The hardness is 5 to 7, specific gravity 3.45 to 3.70, lustre vitreous and pearly; it is infusible before the blow-pipe, but fuses with borax; is not attacked by acids, and is composed of:

Silica 36.8

Alumina 63.2

Cyanite is found in Switzerland, the Tyrol, Styria, Carinthia, Bohemia, Norway, Finland, France, South America, Scotland, Ireland, Siberia, the East Indies, and the United States. Clean specimens are not plentiful, and fine blue pieces have frequently been sold for sapphires. The cyanite can be distinguished from the sapphire by its inferior hardness and lighter weight.

LAPIS LAZULI.

Lapis lazuli, the sapphire of the ancients, is a mineral, translucent to opaque, ranging in color from colorless to an azure-blue, violet-blue, green, and red.

The principal color, however, is a rich, azure blue, sometimes shading into green, and having a vitreous to greasy lustre.

Its hardness is 5 to 5.5, specific gravity 2.38 to 2.42; it is decomposed by muriatic acid, and fuses before the blow-pipe to a white glass.
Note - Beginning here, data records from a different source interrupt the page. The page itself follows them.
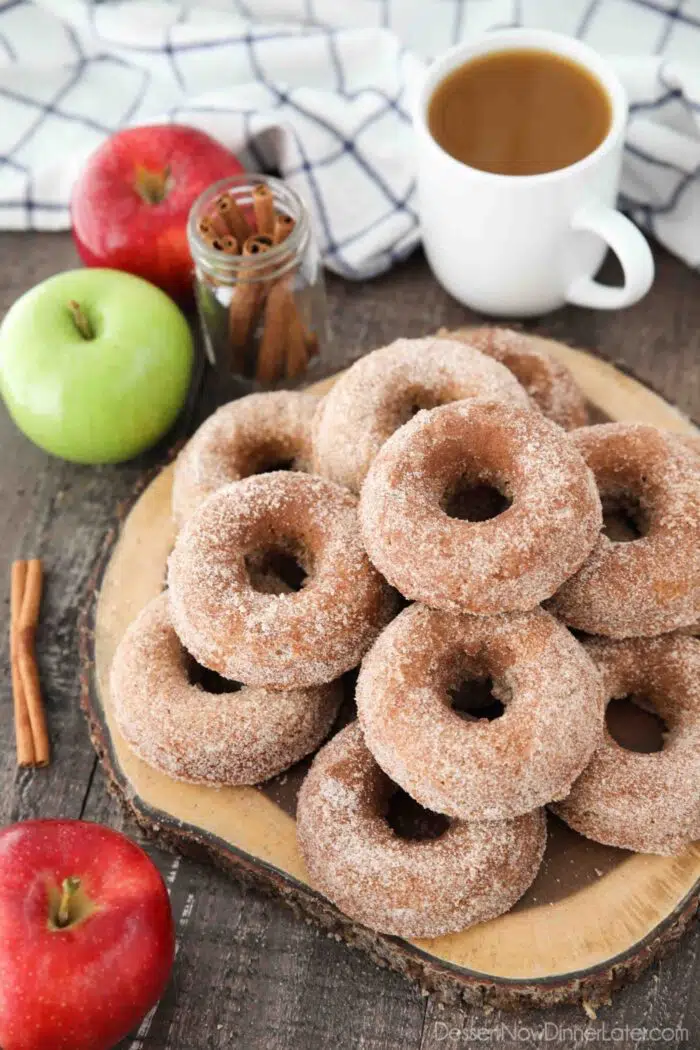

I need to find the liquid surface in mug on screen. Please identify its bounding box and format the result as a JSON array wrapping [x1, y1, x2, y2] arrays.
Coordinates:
[[428, 48, 612, 176]]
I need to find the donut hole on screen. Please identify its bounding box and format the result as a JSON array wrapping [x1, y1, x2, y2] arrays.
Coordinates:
[[396, 386, 442, 426], [246, 546, 308, 594], [187, 657, 243, 695], [601, 492, 649, 543], [606, 695, 668, 753], [449, 676, 506, 721], [385, 787, 451, 841], [442, 480, 512, 522], [242, 438, 297, 476], [252, 456, 294, 475]]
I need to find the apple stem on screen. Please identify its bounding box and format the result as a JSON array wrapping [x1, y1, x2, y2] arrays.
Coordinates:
[[56, 876, 81, 928], [135, 165, 171, 205], [68, 300, 93, 340]]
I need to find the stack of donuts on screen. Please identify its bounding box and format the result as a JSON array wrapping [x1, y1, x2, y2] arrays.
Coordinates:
[[110, 327, 700, 941]]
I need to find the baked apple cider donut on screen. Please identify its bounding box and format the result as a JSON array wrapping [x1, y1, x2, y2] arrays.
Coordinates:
[[172, 390, 318, 528], [111, 593, 342, 786], [552, 635, 700, 855], [296, 722, 546, 938], [549, 424, 700, 637], [168, 472, 396, 688], [360, 399, 602, 614], [312, 336, 530, 492], [356, 604, 603, 821], [443, 326, 588, 430], [679, 432, 700, 461]]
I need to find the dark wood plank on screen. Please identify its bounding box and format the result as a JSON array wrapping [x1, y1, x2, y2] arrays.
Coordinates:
[[1, 230, 699, 1050], [0, 233, 98, 828], [0, 233, 205, 830], [421, 903, 700, 1045], [420, 977, 699, 1050]]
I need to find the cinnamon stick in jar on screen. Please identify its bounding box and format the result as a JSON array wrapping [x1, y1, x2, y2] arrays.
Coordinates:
[[258, 276, 311, 382], [198, 212, 229, 242], [215, 192, 251, 245], [257, 210, 308, 381], [216, 235, 239, 256], [228, 234, 274, 368], [256, 278, 290, 384], [272, 212, 295, 245], [270, 210, 311, 378], [252, 184, 275, 238], [285, 302, 309, 379], [306, 332, 320, 358]]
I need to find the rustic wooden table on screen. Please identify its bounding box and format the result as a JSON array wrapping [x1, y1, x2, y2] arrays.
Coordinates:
[[1, 231, 699, 1049]]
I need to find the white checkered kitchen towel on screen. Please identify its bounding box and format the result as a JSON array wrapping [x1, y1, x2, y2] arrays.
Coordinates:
[[2, 0, 700, 279]]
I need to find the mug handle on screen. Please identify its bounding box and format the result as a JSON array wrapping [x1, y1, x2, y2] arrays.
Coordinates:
[[565, 204, 654, 310]]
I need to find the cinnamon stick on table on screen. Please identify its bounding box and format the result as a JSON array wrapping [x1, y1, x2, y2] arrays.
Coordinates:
[[10, 561, 34, 766], [10, 559, 50, 767]]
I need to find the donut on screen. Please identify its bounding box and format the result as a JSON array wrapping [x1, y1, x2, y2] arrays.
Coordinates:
[[172, 391, 318, 528], [360, 399, 602, 614], [549, 424, 700, 637], [168, 472, 396, 688], [356, 604, 603, 821], [551, 635, 700, 855], [296, 722, 546, 938], [442, 326, 588, 430], [679, 432, 700, 462], [110, 593, 342, 786], [311, 336, 530, 492]]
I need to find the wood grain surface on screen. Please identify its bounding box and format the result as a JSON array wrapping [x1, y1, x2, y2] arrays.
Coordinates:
[[1, 231, 699, 1048]]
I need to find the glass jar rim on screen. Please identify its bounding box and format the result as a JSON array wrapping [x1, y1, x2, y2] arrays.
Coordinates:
[[187, 173, 310, 276]]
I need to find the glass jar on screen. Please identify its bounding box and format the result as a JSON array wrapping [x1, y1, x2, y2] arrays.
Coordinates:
[[188, 174, 327, 387]]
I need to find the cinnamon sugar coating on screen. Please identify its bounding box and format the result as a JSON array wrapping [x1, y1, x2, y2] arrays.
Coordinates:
[[110, 593, 342, 786], [549, 424, 700, 637], [297, 722, 546, 938], [172, 391, 318, 528], [360, 399, 602, 614], [356, 604, 604, 821], [679, 433, 700, 461], [442, 326, 588, 430], [312, 336, 531, 492], [552, 635, 700, 855], [168, 472, 397, 688]]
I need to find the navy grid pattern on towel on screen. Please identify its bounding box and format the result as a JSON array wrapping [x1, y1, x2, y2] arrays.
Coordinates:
[[1, 0, 700, 278]]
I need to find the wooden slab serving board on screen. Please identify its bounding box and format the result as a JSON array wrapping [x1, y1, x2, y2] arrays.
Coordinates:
[[80, 343, 700, 1011]]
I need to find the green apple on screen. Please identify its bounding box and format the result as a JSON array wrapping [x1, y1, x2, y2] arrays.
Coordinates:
[[0, 269, 194, 464]]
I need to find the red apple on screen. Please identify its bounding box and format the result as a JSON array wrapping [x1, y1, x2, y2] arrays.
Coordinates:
[[0, 819, 175, 1050], [71, 124, 245, 300]]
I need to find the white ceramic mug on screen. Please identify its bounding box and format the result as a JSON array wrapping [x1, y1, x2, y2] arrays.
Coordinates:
[[414, 29, 654, 317]]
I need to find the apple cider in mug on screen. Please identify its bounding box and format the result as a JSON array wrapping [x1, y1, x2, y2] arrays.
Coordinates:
[[415, 29, 653, 316], [427, 48, 612, 177]]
It is rarely found clean, but has usually a number of veins and spots of a metallic nature. It is composed of:

Silica 45.

Alumina 31.76

Soda 9.09

Lime 3.52

Sulphuric acid 5.89

and traces of iron, soda, and potash.

This mineral is found in Siberia, Transylvania, Persia, China, Thibet, Tartary, South America, India, and Brazil.

Lapis lazuli is sometimes employed for jewelry, and was for some centuries ground up and used to make the mineral paint known as genuine ultramarine. This paint is now produced chemically, and the more costly mineral compound is rarely used.

The imitation of lapis lazuli for jewelry purposes is also very easy, as metal filings can be readily introduced into the azure blue glass, and thus an imitation of the genuine stone produced, which is perfect except in hardness.